Catatan Selama Terjebak di Rumah yang Terbakar | Ulasan Pertunjukan Teater Garasi di ARTJOG 2023

Mereka, Teater Garasi, beruntung tak berkesudahan. Tak habisnya mendapati pertemuan yang ajaib dengan berbagai macam orang dan gagasan.

Saya akui, pertunjukan WBRyT (Waktu Batu. Rumah yang Terbakar) oleh Teater Garasi atau Garasi Performance Institute pada program Performa.ARTJOG (2 & 3 Juli 2023) memanglah gila. Padahal, sudah tiga kali menonton. Tetap saja, mampu membuat saya terkagum-kagum.

Pertunjukan mereka yang mengangkat duka ekologis dengan mengaitkan isu gender, kolonialisme, urban, dan mitologi Jawa sangatlah asik. Ditambah eksperimentasi teknis dengan menghadirkan bidang panggung yang miring, properti yang unik (baca: helm dari penanak nasi), tata cahaya yang eksploratif (baca: barrier semu dari laser berwarna hijau), musik yang nyentrik (Yennu Ariendra), isian lagu yang membakar (Majelis Lidah Berduri), skenografi yang asik (Rimbawan Gerilya, Tomy Herseta, Deden Bulqini), busana yang ikonik dari sampah (Mella Jaarsma), dan masih ada hal  menarik lainnya.

Jelas, ini dapat terjadi karena manajemen mereka yang baik. Sebenarnya, masih ada hal lain yang bisa dikuliti dari pertunjukan WBRyT ini. Namun, saya enggan menulis lebih mengenai apa yang sudah saya sebutkan sebelumnya. Saya hendak mencatat yang lain. 

Saya akan mulai dengan membahas tombak pertemuan dengan penonton, perihal publikasi. Unggahan pada laman Instagram-nya eye-catching dan berisi. Ada informasi mengenai bagaimana pertunjukan Waktu Batu sebelumnya, proses latihan, sampai bocoran bagaimana aktor akan “bergerak” pada pertunjukannya nanti.

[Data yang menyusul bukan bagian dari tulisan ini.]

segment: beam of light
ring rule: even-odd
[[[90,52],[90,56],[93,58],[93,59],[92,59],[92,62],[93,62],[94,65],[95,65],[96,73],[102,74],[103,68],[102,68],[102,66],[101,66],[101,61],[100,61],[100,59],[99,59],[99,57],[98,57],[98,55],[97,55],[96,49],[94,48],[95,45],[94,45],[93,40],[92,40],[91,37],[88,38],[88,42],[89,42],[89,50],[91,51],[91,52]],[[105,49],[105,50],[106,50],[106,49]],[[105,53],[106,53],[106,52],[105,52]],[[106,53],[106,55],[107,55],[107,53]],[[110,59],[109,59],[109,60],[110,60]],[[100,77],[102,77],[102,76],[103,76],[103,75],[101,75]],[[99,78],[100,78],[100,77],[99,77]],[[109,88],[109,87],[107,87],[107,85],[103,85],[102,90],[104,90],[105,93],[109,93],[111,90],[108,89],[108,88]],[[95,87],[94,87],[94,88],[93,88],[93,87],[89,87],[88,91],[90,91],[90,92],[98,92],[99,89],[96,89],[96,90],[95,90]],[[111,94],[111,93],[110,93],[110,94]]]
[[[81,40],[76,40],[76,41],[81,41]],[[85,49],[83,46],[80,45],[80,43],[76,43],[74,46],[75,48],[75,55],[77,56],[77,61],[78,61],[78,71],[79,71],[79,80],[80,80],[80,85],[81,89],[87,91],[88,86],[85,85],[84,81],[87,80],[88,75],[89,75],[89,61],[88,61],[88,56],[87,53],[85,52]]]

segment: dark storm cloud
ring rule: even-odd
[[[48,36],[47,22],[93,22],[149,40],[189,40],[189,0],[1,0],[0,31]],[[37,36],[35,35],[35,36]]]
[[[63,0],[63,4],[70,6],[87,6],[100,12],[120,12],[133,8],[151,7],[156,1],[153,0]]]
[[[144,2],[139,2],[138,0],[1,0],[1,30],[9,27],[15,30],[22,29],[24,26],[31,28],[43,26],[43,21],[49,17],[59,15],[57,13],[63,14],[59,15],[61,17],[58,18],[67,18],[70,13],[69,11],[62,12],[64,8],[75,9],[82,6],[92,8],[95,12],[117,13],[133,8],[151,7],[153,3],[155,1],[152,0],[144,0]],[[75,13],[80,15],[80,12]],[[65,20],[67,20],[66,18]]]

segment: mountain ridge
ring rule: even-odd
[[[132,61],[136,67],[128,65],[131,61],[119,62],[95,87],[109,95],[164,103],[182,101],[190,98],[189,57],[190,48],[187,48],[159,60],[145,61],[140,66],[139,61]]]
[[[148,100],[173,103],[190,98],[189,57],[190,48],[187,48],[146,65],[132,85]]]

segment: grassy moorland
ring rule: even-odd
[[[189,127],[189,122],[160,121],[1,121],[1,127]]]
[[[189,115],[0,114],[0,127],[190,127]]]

Sebagai calon penonton, saya juga tertarik dengan pitch dramaturgi yang menyatakan bahwa ini adalah pertunjukan yang menggabungkan teater, sinematografi, dan gim dalam “pertunjukan silang-media”. Ide ini tergolong baru, terutama di Indonesia.

Silang media pada pentas Waktu Batu. Rumah yang Terbakar oleh Teater Garasi di ARTJOG 2023 (dok. Erwin Octavianto)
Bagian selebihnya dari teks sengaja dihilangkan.